Lemony Snicket Wiki
Advertisement
Lemony Snicket Wiki

The Garden of Proserpine is a poem by Algernon Charles Swinburne. The eleventh stanza is featured in The Slippery Slope.

The Poem[]

The Garden of Proserpine


Here, where the world is quiet;
Here, where all trouble seems
Dead winds' and spent waves' riot
In doubtful dreams of dreams;
I watch the green field growing
For reaping folk and sowing,
For harvest-time and mowing,
A sleepy world of streams.
I am tired of tears and laughter,
And men that laugh and weep;
Of what may come hereafter
For men that sow to reap:
I am weary of days and hours,
Blown buds of barren flowers,
Desires and dreams and powers
And everything but sleep.
Here life has death for neighbour,
And far from eye or ear
Wan waves and wet winds labour,
Weak ships and spirits steer;
They drive adrift, and whither
They wot not who make thither;
But no such winds blow hither,
And no such things grow here.
No growth of moor or coppice,
No heather-flower or vine,
But bloomless buds of poppies,
Green grapes of Proserpine,
Pale beds of blowing rushes
Where no leaf blooms or blushes
Save this whereout she crushes
For dead men deadly wine.
Pale, without name or number,
In fruitless fields of corn,
They bow themselves and slumber
All night till light is born;
And like a soul belated,
In hell and heaven unmated,
By cloud and mist abated
Comes out of darkness morn.
Though one were strong as seven,
He too with death shall dwell,
Nor wake with wings in heaven,
Nor weep for pains in hell;
Though one were fair as roses,
His beauty clouds and closes;
And well though love reposes,
In the end it is not well.
Pale, beyond porch and portal,
Crowned with calm leaves, she stands
Who gathers all things mortal
With cold immortal hands;
Her languid lips are sweeter
Than love's who fears to greet her
To men that mix and meet her
From many times and lands.
She waits for each and other,
She waits for all men born;
Forgets the earth her mother,
The life of fruits and corn;
And spring and seed and swallow
Take wing for her and follow
Where summer song rings hollow
And flowers are put to scorn.
There go the loves that wither,
The old loves with wearier wings;
And all dead years draw thither,
And all disastrous things;
Dead dreams of days forsaken,
Blind buds that snows have shaken,
Wild leaves that winds have taken,
Red strays of ruined springs.
We are not sure of sorrow,
And joy was never sure;
To-day will die to-morrow;
Time stoops to no man's lure;
And love, grown faint and fretful,
With lips but half regretful
Sighs, and with eyes forgetful
Weeps that no loves endure.
From too much love of living,
From hope and fear set free,
We thank with brief thanksgiving
Whatever gods may be
That no life lives for ever;
That dead men rise up never;
That even the weariest river
Winds somewhere safe to sea.
Then star nor sun shall waken,
Nor any change of light:
Nor sound of waters shaken,
Nor any sound or sight:
Nor wintry leaves nor vernal,
Nor days nor things diurnal;
Only the sleep eternal
In an eternal night.

Poetic Form[]

The poem is made of twelve stanzas, each an octave stanza in a Trimeter, with the rhyming pattern of ABAB/CCCB, which directs emphasis to the last line of each stanza.

History[]

Algernon Charles Swinburne was an English poet born 5 April 1837 and died 10 April 1909. He published "The Garden of Proserpine" in Poems and Ballads, his first poetry collection, in 1866.
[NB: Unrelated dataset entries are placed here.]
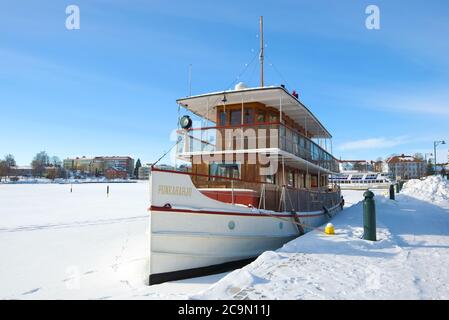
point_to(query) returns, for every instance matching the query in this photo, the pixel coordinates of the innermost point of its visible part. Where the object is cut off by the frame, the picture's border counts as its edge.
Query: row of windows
(235, 117)
(367, 181)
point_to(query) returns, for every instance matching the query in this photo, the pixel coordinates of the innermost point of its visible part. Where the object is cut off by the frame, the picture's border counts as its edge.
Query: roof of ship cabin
(203, 105)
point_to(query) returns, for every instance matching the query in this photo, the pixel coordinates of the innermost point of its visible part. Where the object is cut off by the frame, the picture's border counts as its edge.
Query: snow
(84, 245)
(56, 244)
(409, 260)
(433, 189)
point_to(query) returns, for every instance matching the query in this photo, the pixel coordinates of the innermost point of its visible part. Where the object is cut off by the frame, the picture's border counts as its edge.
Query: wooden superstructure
(249, 127)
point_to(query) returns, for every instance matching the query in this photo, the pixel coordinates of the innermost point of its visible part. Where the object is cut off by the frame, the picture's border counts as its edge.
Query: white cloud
(373, 143)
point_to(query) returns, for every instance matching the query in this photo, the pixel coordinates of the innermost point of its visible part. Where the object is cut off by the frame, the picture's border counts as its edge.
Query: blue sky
(110, 87)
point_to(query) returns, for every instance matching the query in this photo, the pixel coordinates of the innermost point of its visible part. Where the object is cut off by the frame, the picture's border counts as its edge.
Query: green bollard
(391, 192)
(369, 216)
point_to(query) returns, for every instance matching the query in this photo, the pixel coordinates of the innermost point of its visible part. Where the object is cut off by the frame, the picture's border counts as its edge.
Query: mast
(261, 52)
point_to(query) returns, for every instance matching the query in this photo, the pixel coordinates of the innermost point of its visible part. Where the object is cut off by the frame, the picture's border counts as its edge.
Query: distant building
(24, 171)
(99, 165)
(112, 173)
(120, 163)
(406, 167)
(356, 165)
(144, 172)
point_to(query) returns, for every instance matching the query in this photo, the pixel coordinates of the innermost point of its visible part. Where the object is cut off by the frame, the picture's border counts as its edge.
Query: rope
(178, 141)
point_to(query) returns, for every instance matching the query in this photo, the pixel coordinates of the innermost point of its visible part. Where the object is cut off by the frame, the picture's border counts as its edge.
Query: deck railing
(255, 136)
(270, 196)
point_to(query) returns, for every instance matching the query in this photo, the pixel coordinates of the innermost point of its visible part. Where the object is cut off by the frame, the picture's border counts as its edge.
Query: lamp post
(435, 144)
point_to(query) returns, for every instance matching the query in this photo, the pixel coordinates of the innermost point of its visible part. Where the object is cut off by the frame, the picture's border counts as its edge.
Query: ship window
(236, 117)
(260, 117)
(249, 116)
(227, 170)
(290, 179)
(270, 179)
(222, 118)
(273, 118)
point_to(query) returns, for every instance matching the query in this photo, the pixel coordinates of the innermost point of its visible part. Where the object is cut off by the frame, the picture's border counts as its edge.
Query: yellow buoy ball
(329, 229)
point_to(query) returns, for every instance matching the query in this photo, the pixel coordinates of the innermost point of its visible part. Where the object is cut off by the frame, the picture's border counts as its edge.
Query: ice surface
(84, 245)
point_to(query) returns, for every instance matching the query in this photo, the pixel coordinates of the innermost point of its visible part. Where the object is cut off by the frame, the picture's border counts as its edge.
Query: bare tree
(55, 161)
(419, 156)
(3, 169)
(40, 161)
(10, 161)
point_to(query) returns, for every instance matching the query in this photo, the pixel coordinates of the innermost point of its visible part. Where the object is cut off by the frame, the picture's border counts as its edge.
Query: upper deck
(274, 98)
(258, 120)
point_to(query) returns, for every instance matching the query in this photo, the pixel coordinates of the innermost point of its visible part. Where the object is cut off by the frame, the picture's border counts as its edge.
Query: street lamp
(435, 144)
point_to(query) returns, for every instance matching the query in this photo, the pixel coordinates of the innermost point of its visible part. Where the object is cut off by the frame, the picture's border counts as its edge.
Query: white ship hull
(193, 235)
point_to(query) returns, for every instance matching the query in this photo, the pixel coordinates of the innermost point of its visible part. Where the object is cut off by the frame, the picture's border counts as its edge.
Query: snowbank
(433, 189)
(409, 260)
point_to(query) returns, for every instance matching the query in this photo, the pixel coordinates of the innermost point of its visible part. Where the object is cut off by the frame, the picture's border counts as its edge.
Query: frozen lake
(82, 244)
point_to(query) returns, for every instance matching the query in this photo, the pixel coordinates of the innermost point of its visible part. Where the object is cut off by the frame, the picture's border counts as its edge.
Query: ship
(257, 177)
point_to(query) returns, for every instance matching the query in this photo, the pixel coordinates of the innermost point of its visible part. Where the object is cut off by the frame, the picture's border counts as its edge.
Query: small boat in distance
(355, 180)
(258, 178)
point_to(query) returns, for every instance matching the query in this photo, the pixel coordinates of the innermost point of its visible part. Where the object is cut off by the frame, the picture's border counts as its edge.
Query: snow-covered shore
(409, 260)
(84, 245)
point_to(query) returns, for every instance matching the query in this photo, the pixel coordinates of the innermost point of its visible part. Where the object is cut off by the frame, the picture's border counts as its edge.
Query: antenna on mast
(261, 52)
(190, 80)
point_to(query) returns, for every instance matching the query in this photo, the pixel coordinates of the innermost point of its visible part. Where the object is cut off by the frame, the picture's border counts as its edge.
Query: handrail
(258, 125)
(226, 178)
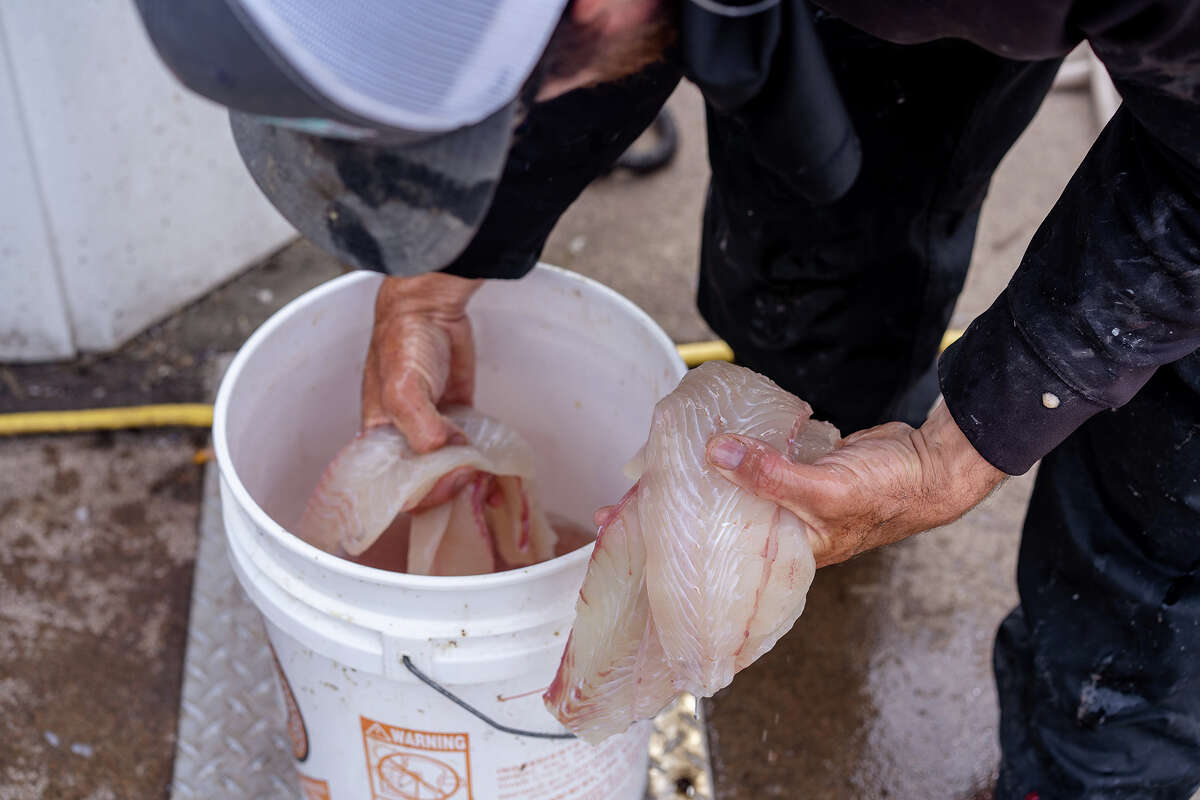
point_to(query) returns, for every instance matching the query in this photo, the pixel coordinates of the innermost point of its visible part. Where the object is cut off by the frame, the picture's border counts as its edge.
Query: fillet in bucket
(691, 578)
(493, 523)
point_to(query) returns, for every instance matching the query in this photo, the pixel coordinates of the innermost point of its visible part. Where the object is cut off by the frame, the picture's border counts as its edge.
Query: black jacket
(1108, 290)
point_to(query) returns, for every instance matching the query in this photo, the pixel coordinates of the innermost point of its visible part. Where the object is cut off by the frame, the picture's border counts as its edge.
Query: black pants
(845, 305)
(1099, 668)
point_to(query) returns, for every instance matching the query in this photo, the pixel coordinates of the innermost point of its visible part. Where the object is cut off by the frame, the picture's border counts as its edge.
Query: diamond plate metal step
(232, 740)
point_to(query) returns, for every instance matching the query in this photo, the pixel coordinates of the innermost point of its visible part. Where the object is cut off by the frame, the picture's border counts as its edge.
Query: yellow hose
(697, 353)
(199, 415)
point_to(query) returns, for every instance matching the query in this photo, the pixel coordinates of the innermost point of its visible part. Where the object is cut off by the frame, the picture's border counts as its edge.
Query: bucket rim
(349, 569)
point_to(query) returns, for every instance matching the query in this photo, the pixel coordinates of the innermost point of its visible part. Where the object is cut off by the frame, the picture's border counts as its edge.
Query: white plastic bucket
(576, 368)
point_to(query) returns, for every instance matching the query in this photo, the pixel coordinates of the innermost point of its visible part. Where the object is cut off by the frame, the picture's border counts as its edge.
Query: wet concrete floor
(882, 690)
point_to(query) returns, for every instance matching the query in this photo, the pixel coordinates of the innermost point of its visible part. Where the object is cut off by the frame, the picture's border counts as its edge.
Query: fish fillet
(725, 572)
(492, 523)
(621, 675)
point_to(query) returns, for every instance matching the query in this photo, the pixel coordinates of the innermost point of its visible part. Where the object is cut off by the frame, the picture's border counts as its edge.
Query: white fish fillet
(377, 476)
(725, 573)
(621, 674)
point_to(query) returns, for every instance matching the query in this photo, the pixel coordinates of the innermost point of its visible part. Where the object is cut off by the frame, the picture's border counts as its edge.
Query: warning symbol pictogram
(407, 764)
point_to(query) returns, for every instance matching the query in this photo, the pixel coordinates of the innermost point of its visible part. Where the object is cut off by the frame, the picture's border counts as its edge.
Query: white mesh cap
(418, 65)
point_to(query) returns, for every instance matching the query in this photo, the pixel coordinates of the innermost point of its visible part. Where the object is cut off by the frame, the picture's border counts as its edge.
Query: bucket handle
(466, 707)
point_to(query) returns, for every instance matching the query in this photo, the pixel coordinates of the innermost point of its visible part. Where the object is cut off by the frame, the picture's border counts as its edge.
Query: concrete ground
(882, 690)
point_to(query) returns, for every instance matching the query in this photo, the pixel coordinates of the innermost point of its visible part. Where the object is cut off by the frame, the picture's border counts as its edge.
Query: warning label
(313, 789)
(407, 764)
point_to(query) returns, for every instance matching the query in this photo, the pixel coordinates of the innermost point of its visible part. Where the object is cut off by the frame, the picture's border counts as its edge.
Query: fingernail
(727, 452)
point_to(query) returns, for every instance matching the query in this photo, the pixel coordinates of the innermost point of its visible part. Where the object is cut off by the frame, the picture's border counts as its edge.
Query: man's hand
(877, 487)
(421, 355)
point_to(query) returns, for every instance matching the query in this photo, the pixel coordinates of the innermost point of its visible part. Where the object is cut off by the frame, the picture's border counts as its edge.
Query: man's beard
(576, 47)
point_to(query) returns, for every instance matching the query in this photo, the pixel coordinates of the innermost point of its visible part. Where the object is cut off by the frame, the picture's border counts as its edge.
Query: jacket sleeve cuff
(1009, 404)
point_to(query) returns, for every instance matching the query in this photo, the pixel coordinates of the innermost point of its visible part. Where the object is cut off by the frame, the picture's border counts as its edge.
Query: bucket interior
(573, 366)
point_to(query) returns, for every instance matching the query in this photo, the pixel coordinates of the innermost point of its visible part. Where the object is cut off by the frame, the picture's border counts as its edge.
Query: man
(1087, 361)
The focus of the poem is Proserpine, the Roman form of Persephone. Some accounts list her as having a garden of everlasting poppies in the Underworld, where she lived for six months of the year with her husband Hades.

The poem was written in the midst of the Victorian Crisis of Faith; while secularism was growing in the populace, there was fear over what happened after death. In Swinburne's writing, he displays a godless afterlife, controlled only by the blind will to live. Proserpine and her garden represent nothingness and the finality of death, and the poem reinforces Swinburne's rather pessimistic views.

Usage in A Series of Unfortunate Events[]

Worldisquiethere tua

"The World Is Quiet Here"

The first line of the poem- "Here, where the world is quiet," is modified into the motto of VFD- "The World is Quiet Here."

The final quatrain of the eleventh stanza (That no life lives forever[...] Winds somewhere safe to sea) is used as a VFD code in the remains of the V.F.D. Headquarters to signal where the last safe place is.[1]

In the Netflix Adaptation, the code is not used, but the quatrain is recited by Lemony Snicket over the Baudelaires reaching the Queequeg, Quigley Quagmire wandering the woods, and the remains of Count Olaf's troupe leaving their camp. He says that the poem used to be a favorite of his sister's.[2]